One that they could absolutely do with is an 196cm 29-year-old dual All Australian key defender.
There’s a notable lack of backline players that both: a. are over 190cm tall and b. have played more than 100 games. Tom McCartin is getting there, and Dane Rampe always plays well above his height, but Lewis Melican still can’t quite take the big boys on his own.
The depth waiting in the wings leaves a bit to be desired as well.
Kaiden Brand is 27-years-old, and a serviceable defender, but has still only played 48 games, and hasn’t looked to be much improved in his time with the Swans.
Meanwhile 191cm youngster Will Gould still hasn’t yet done enough to earn a debut despite having battled away on Sydney’s list for two years.
Talia is an immediate success sort of player for the Swans. He fills an obvious gap in their list, and comes with relevant experience that can genuinely carry the side through to finals glory.
However, it could also be a move seen as coach John Longmire reloading too aggressively, too fast.
Placing trust in Melican and McCartin to continue to develop could be the greater long term option. However, Talia’s leadership and knowledge as a player in the same role provides a different level of wisdom to what the likes of Jake Lloyd and Rampe can impart.
Alex Keath is crying out for a partner in crime to help add a bit of height into the Western Bulldogs backline.
Before Keath joined the Bulldogs at the end of 2019, 195cm Zaine Cordy and 187cm Easton Wood were often two of the tallest players in the backline after Aaron Naughton’s permanent forward switch.
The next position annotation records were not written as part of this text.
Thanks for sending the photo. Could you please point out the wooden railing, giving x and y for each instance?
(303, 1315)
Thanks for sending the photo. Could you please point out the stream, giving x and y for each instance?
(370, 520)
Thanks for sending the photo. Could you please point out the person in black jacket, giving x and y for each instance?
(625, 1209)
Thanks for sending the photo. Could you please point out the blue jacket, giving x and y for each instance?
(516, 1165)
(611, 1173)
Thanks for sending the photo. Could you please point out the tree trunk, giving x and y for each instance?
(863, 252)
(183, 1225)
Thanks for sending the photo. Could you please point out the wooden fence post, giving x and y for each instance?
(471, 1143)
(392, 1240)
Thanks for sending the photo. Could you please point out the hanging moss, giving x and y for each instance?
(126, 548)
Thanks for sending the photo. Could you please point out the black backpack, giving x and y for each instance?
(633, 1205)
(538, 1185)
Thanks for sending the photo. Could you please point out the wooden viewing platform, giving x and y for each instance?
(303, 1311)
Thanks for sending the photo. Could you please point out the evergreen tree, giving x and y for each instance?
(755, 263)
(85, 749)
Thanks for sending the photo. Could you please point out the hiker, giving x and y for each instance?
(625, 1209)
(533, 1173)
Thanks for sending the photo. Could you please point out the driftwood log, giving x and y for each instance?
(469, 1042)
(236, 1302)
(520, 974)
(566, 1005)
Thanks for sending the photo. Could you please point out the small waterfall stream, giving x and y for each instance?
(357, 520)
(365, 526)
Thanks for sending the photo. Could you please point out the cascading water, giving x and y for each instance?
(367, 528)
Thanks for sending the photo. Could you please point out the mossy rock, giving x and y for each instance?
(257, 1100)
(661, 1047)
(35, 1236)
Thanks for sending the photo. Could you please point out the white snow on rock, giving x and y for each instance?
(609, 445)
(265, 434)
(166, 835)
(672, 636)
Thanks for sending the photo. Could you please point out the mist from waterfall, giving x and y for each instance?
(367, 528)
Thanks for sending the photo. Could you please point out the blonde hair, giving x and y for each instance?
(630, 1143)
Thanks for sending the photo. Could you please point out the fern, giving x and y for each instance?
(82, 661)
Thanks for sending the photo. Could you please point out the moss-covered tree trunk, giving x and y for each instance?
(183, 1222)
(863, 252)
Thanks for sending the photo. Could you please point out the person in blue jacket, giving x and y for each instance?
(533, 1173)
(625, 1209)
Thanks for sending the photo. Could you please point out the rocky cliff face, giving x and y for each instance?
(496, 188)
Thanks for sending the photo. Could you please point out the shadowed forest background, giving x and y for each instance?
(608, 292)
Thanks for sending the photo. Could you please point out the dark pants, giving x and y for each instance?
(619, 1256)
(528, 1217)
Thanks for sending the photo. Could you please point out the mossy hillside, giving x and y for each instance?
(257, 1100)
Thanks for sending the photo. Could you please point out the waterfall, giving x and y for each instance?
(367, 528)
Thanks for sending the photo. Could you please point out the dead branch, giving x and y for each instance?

Multiple attempts to remedy this lack of height have been made by coach Luke Beveridge over the past couple of years.
Ryan Gardner was elevated from the Footscray Bulldogs to enter the defensive mix in the 2019 Mid-Season Draft. However, he was a slow starter in adapting to the level, and just when he started to look comfortable this season, went down with a shoulder injury.
Josh Schache has similarly struggled for form as a forward, and was effectively trialled as a defender in the VFL before making the move at AFL level.
The 199cm (now) swingman averaged 12.5 disposals, 5.75 marks and 2.75 rebound 50s in his four games late in 2021 before also suffering a knee injury.
All this talk of injuries may have Crows supporters remonstrating. Isn’t that the whole reason why Talia missed all of this season in the first place? Why bring in another injury prone defender?
If the Bulldogs can improve their key defender stocks for free, they have absolutely no reason not to. They’re a team that are right in the premiership window, and if Talia is the piece they’re missing, there are worse risks they can take.